North American Alley Wood (foundus palletus) is the great free wood source that more than one woodworker has used over the years. I have made stools, jewerly boxes, shop fixtures and even a porch swing from the common pallet. My favorite retrival site is an electrical supply store. Their pallets are usually red or white oak and are well constructed to handle wire spool loads. They are usually pretty clean too. Deconstruct, a ride or two over the jointer and plane well. I usually leave the nail holes show in the final product as "character enhancers". Half the fun of building with pallet wood is making up the stories while constructing with it. "This wood was shipped over a million miles to become this...." 
Hope this helps you out.


----------



## btyirin (Aug 14, 2008)

nailgunner7 said:


> North American Alley Wood (foundus palletus)


LOL!:laughing::laughing:


----------



## Daren (Oct 14, 2006)

nailgunner7 said:


> North American Alley Wood (foundus palletus)


Ditto Brian's :laughing:, I think we have the quote of the day there.


----------



## Ohio Ron (Dec 22, 2007)

That looks really good.
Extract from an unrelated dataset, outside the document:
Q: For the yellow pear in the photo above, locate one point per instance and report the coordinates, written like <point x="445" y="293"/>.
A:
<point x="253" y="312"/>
I also agree that no wood is really scrap, you can use it somehow. 
I had to work a long time to get all the small pieces glued in the way I wanted them, but I made a one of a kind tooth pick holder out of small left over pieces.


----------



## Kenbo (Sep 16, 2008)

Great stuff! You really like making boxes of all sizes eh? Love it!
Keep posting.
(I haven't tried the dovetail splines yet but I will and intend to post pics when I do.....even if it's a disaster)
Ken


----------